LING5700 Discovery Procedure

Fall 2023 Wednesday 3:45pm

Zoom link:

The fundamental goal of linguistics is to provide a discovery procedure for language: “a practical and mechanical method for actually constructing the grammar, given a corpus of utterances.” (Syntactic Structures, Chomsky 1957, 50-51). A discovery procedure is what children use to learn the properties of their native language.

Chomsky’s 1955 manuscript The Logical Structure of Linguistic Theory (LSLT) made the first, and perhaps the last, systematic attempt at a discovery procedure. By 1957, a discovery procedure was already deemed premature. Indeed, virtually nothing was known about child language at the time, the theory of computation (“a practical and mechanical method”) was still in its infancy, and even the landmark Brown Corpus was still a decade away. Rather, the weaker decision/evaluation procedure was adopted: to determine whether a grammar is the best one for a corpus, putting aside the question where the grammar comes from in the first place. Much of the subsequent development in generative grammar has been to characterize the specific properties of language: possible and impossible structures, and the child only needs to pick and choose.

Almost seventy years later, we believe that a discovery procedure is within sight. This class aims to develop a discovery procedure in the spirit of LSLT: a constructional program that builds the representations and processes—e.g., phonemes, allophones, syntactic categories and their combinations, transformations—on a distributional basis from language specific data. To do so, however, we must abandon the traditional conception of the grammar as the best description of the corpus, and analogously, the traditional conception of learning as providing the optimal account of the learning data (e.g., minimizing prediction error or description length, maximizing posterior probability).
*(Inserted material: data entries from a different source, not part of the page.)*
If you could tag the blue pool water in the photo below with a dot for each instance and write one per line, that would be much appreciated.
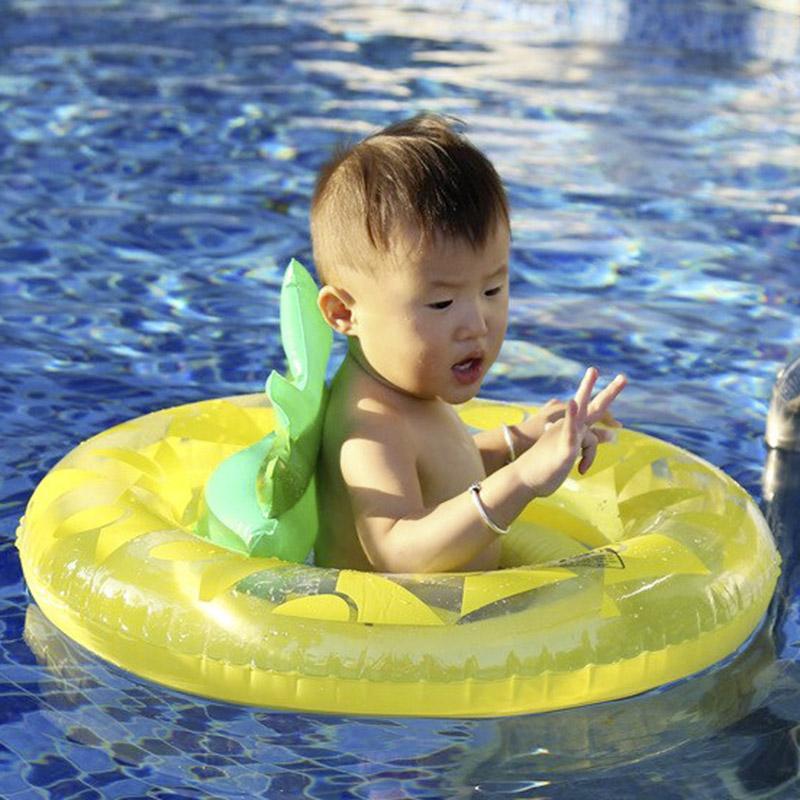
(157, 163)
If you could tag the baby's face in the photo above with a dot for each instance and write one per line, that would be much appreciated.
(434, 319)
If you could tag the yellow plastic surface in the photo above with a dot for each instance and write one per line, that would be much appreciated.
(653, 566)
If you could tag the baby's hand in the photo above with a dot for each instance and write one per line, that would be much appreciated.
(599, 409)
(549, 461)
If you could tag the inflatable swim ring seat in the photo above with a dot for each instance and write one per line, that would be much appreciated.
(651, 567)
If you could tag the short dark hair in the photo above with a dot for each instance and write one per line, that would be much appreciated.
(421, 172)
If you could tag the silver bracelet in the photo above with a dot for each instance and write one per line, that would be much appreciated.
(510, 443)
(475, 492)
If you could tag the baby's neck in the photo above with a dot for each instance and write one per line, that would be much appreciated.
(357, 357)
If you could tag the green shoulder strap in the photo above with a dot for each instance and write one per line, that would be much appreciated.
(262, 500)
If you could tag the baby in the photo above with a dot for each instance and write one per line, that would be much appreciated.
(410, 230)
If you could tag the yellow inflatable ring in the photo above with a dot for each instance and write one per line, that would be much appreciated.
(652, 567)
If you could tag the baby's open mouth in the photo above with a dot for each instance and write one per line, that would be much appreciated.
(468, 370)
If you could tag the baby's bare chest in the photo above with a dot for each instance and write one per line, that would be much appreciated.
(448, 459)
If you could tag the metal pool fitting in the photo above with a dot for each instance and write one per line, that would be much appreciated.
(783, 418)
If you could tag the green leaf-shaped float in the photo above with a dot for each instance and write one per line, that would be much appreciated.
(262, 500)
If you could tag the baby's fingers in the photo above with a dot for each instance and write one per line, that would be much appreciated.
(589, 450)
(569, 429)
(584, 393)
(598, 410)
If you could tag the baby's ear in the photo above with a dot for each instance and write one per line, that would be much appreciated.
(336, 306)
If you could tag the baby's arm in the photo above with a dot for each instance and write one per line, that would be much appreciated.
(494, 447)
(399, 533)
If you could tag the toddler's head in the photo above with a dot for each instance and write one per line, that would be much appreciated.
(412, 183)
(410, 229)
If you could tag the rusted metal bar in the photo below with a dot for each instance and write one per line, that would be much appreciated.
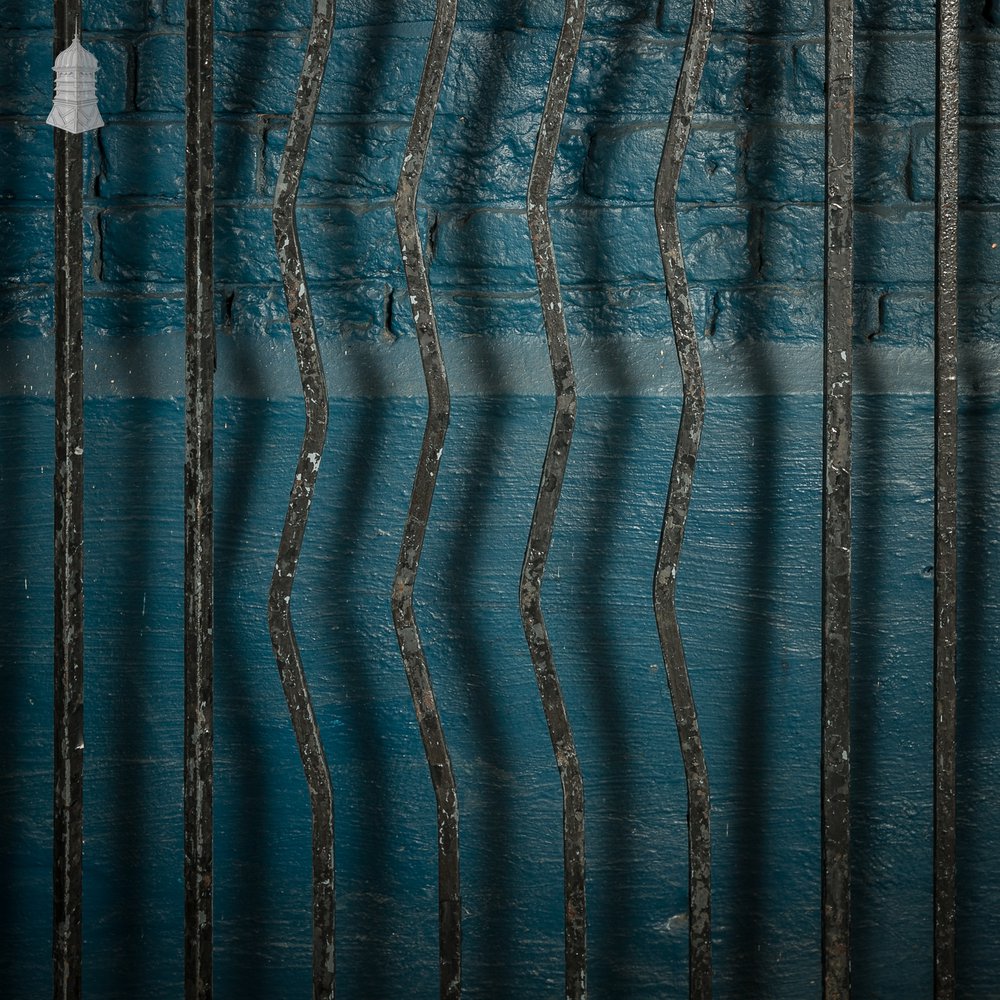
(679, 500)
(198, 524)
(945, 497)
(310, 362)
(67, 867)
(549, 490)
(438, 411)
(836, 573)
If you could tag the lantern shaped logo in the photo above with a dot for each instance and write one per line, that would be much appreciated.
(75, 105)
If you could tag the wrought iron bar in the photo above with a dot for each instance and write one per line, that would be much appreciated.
(198, 523)
(549, 490)
(679, 500)
(67, 866)
(438, 411)
(836, 572)
(310, 362)
(945, 498)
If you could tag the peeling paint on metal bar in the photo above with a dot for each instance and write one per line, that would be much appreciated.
(310, 367)
(67, 832)
(946, 498)
(438, 410)
(678, 502)
(198, 521)
(549, 490)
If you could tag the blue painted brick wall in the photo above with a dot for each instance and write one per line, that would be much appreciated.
(751, 190)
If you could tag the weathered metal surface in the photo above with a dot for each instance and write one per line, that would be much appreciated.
(945, 498)
(679, 500)
(421, 498)
(310, 363)
(198, 521)
(67, 867)
(836, 545)
(549, 490)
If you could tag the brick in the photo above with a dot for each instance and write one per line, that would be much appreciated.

The grammar only needs to be adequate, in a sense that can be made precise, to ensure a largely uniform outcome across children with significant individual differences in linguistic and learning experiences.

The discovery procedure developed in this class is in line with traditional hypothesis testing approach in linguistics and psychology that keeps learning simple, online, incremental, and quite importantly these days, interpretable. The key difference is that (a) the procedure not only evaluates hypotheses but also generates/revises them and (b) a hypothesis needn’t be rejected when it’s contradicted by evidence as long as it remains adequate. The goal is to derive all linguistic regularities on a distributional basis, with only Merge, the composition of hierarchical structures, as the ingredient of Universal Grammar.

The development of this class reflects significant changes in the convener’s own thinking of language and learning but also insights from developmental psychology, machine learning, and comparative linguistics, including recent work by colleagues, collaborators, and especially students.

There will be 3-4 problem sets. They are computational implementation of language learning algorithms and/or quantitative analysis of distributional data from realistic corpus data. Required for registered students who will also write a term paper.

Provisional Schedule

Discovery procedure and its empirical constraints.
Discovery procedure in a historical context. Variability and uniformity in child language. Case study: null subjects in child language and machine learning.

Readings: Chomsky (1951, p1-6), Chomsky (1957, Chapter 6), Chomsky (2021), Labov (2012, Section 2 & 3), Lewontin (1983, p85-89), Yang (2002, Sec 1.2, Sec 4.3)
The learning of word meanings
Words before phonemes. Hypothesis testing and global statistical learning in word learning. Pursuit: exploration and exploitation. Memory constraints on word learning.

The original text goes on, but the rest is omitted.